A Year Without A Summer
8 February-17 March 2018
Pilot Gallery Istanbul


The exhibition centres around nature; nature represented in news, commercials, nature as represented by history, the nature we live in, the one we rule, the one that we’d like to possess or the one that we depend on, the one that is being extinguished because of and with us, and finally the nature caught in an economic whirlpool.

The exhibition traces the ways in which we relate to nature through various modes of human-nature interaction such as the commodification of nature in the language of advertisements and media outlets, the scientific discourse around nature and the transportation and control of other species.

The exhibition borrows its title from a historic natural phenomenon. The volcanic eruption in Indonesia on 17 April 1815 affected most of the world and led to a change in climate. The following year was marked by widespread crop failures and famine, which later became known as “— year without a summer”.
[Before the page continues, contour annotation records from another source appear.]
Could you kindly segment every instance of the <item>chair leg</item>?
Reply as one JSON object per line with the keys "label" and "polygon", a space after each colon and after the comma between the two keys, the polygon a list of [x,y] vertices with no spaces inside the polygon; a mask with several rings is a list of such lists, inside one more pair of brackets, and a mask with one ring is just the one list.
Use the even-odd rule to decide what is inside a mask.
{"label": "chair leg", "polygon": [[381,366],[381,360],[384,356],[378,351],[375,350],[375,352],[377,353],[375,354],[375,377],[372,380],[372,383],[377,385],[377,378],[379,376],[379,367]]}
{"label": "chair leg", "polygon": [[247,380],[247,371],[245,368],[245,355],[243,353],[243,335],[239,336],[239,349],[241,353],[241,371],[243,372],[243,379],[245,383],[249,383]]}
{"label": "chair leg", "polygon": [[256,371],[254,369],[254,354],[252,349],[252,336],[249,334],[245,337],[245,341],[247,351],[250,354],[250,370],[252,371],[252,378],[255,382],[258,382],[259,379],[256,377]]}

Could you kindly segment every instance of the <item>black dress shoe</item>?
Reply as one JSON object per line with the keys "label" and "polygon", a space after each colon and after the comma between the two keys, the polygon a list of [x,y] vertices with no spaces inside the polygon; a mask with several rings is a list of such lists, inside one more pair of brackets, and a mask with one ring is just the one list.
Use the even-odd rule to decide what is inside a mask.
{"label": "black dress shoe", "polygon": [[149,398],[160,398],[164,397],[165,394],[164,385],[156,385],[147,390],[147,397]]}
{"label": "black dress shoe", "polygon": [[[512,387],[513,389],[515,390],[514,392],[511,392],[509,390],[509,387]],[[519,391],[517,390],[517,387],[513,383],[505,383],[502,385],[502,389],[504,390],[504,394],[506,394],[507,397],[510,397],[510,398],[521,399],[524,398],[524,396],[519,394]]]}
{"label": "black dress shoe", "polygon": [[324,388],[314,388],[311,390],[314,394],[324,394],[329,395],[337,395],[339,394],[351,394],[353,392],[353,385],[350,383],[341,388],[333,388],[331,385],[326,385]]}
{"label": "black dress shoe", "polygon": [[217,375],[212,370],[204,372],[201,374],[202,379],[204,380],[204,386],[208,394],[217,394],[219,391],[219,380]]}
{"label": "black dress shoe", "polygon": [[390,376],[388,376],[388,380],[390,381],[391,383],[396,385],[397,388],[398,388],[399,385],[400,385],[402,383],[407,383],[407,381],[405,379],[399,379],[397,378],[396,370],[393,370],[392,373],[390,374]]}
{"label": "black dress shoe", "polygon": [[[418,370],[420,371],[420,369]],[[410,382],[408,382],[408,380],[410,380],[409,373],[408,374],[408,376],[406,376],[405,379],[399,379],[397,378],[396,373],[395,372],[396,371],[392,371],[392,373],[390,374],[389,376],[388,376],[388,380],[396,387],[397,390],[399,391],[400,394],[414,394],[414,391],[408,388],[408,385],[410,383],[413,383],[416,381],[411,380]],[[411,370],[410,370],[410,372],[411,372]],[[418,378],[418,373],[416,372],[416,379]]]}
The exhibition is based on a new video and an artist book ...by Deniz which she produced in Sri Lanka, and brings together her new paintings, sculptures, texts and objects. Deniz examines how humans relate to nature from economical, cultural and historical points of view. Over the years, humans have developed diverse discourses on values that are incompatible with their interest as a species. They range from the idea that all living beings were created by God and have to be protected, to the concept of noblesse oblige where humans must care and be responsible for “lesser beings” and to the Deep Ecology philosophy that radically rejects the superiority of human beings over nature. The approaches each work use to look at the human-nature relationship are various, beyond human-centered, nature-centered or pragmatic. They present diverse emotional layers including formal, personal, affectionate or vicious sensibilities. They speak of the place of commercials in our lives, regulations for plant transportation, the use of animals, the human struggle to make things happen in places that don’t belong to them, the prohibition to trade and use local seeds.